A light-emitting device, which includes: a base substrate, and stacked on one side of the base substrate: an anode, a quantum dot layer, and a cathode; wherein the quantum dots include a plurality of quantum dot bodies, the The side of the quantum dot layer facing the anode layer has a coupling body;

The coupling body includes: a coupling structure, a first connection structure connected to one side of the coupling structure, a first coordination group connecting the first connection structure and the quantum dot body, and a first coordination group connected to the quantum dot body.
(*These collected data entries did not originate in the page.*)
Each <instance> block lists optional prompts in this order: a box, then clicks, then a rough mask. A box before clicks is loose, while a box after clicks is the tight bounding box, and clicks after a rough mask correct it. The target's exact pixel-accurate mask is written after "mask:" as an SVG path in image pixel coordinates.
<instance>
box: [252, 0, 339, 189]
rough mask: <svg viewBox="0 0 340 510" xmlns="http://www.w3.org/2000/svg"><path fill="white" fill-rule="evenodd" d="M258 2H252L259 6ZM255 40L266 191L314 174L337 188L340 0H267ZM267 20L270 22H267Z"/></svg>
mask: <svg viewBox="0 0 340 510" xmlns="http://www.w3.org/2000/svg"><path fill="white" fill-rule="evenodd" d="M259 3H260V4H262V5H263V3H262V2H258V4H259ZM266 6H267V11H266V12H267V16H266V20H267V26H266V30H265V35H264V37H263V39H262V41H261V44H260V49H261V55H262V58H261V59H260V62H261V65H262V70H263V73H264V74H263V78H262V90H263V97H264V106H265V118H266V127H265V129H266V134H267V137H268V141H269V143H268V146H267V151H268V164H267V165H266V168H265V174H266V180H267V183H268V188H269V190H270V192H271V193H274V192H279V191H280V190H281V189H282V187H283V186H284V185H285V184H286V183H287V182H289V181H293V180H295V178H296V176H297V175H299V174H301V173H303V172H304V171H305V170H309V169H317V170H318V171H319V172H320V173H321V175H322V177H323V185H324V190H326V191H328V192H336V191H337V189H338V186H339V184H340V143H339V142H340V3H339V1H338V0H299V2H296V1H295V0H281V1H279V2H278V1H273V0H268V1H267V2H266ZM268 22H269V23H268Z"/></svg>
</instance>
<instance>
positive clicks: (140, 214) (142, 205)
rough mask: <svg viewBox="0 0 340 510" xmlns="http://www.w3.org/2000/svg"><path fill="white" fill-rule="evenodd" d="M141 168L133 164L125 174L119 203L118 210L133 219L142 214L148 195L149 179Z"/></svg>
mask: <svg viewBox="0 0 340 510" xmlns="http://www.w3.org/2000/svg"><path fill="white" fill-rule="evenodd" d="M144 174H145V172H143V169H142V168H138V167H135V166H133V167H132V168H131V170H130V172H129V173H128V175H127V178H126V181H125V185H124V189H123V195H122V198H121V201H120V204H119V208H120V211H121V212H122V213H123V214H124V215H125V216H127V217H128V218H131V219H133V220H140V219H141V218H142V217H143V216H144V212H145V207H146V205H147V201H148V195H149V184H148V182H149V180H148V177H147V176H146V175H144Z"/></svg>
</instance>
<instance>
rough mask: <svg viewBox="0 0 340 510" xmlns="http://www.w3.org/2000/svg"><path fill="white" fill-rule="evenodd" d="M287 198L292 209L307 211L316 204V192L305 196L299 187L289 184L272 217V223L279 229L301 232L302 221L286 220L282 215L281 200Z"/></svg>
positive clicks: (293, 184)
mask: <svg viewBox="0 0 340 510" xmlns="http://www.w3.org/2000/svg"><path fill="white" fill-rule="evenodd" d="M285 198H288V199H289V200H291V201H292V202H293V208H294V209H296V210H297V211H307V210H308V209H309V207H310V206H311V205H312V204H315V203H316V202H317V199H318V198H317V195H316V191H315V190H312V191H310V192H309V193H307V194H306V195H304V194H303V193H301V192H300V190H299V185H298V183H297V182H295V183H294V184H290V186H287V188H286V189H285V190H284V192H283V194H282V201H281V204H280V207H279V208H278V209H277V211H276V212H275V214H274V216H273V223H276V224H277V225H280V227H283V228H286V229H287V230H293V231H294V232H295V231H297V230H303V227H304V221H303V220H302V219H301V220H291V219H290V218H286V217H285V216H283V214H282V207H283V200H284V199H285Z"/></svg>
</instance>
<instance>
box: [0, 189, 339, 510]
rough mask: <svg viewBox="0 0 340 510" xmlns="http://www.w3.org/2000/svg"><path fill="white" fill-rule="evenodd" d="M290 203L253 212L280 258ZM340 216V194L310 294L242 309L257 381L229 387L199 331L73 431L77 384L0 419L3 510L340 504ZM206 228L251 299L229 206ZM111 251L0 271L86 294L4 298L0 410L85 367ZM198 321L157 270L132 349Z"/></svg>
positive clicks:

The second connection structure on the other side of the coupling structure connects the second connection structure and the second coordination group of the quantum dot body.
The light emitting device according to claim 7, wherein the coupling structure comprises one of the following:
The light-emitting device according to claim 7, wherein the quantum dot layer further comprises a first ligand, and in the direction from the anode layer to the quantum dot layer, the content of the coupler gradually decreases, so The content of the first ligand was gradually increased.
The light-emitting device according to claim 9, wherein the quantum dot layer further includes a second ligand, and the content of the second ligand gradually increases in the direction from the anode layer to the quantum dot layer .
The light-emitting device according to claim 7, wherein, there is a hole transport layer between the anode layer and the quantum dot layer; the HOMO energy level of the coupler is located at the HOMO energy level of the hole transport layer level and the HOMO energy level of the quantum dot layer.
The light emitting device according to claim 11, wherein the material of the hole transport layer comprises nickel oxide or tungsten oxide.
A display device, comprising a plurality of light emitting devices according to any one of claims 7-12.
The display device according to claim 13, wherein the plurality of light-emitting devices comprise different sub-pixel light-emitting devices; and the different sub-pixel light-emitting devices share the same hole transport layer.
The display device according to claim 14, wherein the couplers of different sub-pixel light-emitting devices are different.
A method for making a quantum dot material, comprising:

Adding the quantum dot body connected with the original ligand and the compound containing metal ions in the first solvent;

After a first reaction, the metal ions replace the original ligands to obtain a quantum dot body whose shell layer includes the metal ions;

dissolving the quantum dots in a second solvent, and adding a first ligand and a second ligand to the second solvent;

After the second reaction, the quantum dot body connected with the first ligand and the second ligand is obtained.